What causes Scoliosis?
This condition is present in two broad age groups: one less than 18 years and the other above 60 years.
1. Adolescent Idiopathic Scoliosis
The most common variety is found in the adolescent age (10-18), more commonly in girls, where the reason for the deformed spine is not known. This is labeled as Idiopathic Scoliosis.
This kind of scoliosis can also be found in early age groups:
- Infantile Idiopathic Scoliosis: Detected within the first three years of life.
- Juvenile Idiopathic Scoliosis: Detected between 3-10 years of age.
These are less common than the adolescent variety.
Other Causes Include:
- Congenital Scoliosis: Where one side of the vertebral column is either not fully formed or fully separated, leading to differential growth.
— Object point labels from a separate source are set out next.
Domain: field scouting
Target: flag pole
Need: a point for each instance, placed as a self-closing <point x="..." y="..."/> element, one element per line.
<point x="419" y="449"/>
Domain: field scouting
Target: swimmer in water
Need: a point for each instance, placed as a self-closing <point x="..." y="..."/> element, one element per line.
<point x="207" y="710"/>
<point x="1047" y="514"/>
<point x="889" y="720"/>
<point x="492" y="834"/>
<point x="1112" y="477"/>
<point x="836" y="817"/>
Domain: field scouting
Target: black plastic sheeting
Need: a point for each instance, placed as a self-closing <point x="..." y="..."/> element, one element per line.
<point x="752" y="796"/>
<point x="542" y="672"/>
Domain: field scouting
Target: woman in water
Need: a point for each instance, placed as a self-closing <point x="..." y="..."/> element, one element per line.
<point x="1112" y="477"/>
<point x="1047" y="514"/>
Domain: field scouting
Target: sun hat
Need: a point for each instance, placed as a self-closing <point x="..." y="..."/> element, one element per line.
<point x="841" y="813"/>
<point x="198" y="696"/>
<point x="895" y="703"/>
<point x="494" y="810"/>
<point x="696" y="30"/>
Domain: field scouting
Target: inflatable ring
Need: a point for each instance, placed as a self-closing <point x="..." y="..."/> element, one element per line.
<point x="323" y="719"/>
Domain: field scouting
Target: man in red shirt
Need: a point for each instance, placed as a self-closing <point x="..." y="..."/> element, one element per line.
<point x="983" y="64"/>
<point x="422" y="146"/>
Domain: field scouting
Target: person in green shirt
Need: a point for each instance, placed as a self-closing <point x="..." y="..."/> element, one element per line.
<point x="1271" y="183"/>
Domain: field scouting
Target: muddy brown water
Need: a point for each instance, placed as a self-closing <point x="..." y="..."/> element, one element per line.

- Neuromuscular Causes: Due to muscle weakness as seen in Cerebral Palsy or Poliomyelitis.
- Degenerative Scoliosis: In old age, due to differential degeneration of the disc or facet joints.
Since the cause-based division did not always impact treatment, scoliosis was further divided into Early Onset (before 5 years) and Late Onset (after 5 years). This distinction is crucial because lung development occurs in the first 5 years of life; traditional spine surgery at this age could be catastrophic for breathing.
Symptoms & Diagnosis
The biggest problem with scoliosis in our society is late diagnosis. Because it’s a slow change in body shape, it often takes 2-3 years before parents or the child notice a problem. Even when noticed, it is sometimes falsely dismissed as a cosmetic issue.
Look for:
- Shoulders at different levels
- Asymmetry in the back, chest, or pelvis
- One shoulder blade sticking out more than the other
Since this is often a cosmetic problem initially, it is usually missed as the child plays around with no functional disability.
Treatment Options
The treatment is simple once identified. Full-length spine X-rays help predict how fast the deformity will progress as the child grows. This determines whether we use observation, bracing, or surgery.
Surgical Approaches:
- Fixation & Fusion: A definitive surgery typically done after 5 years of age. It involves fixing and fusing the involved levels of the spine.
- Growth-Friendly Surgery (Non-Fusion): For younger children, we do a limited fixation without fusing the spine. This allows the chest and lungs to continue growing while controlling the deformity. A definitive surgery is done later at an adequate age.
All surgeries are performed with the assistance of Neuromonitoring, which helps control the amount of correction without damaging the nerves or leg power.
Take Home Message
Identify the problem early so it can be managed with minimal intervention. Even if surgery is required, early intervention yields significantly better long-term results compared to delayed treatment.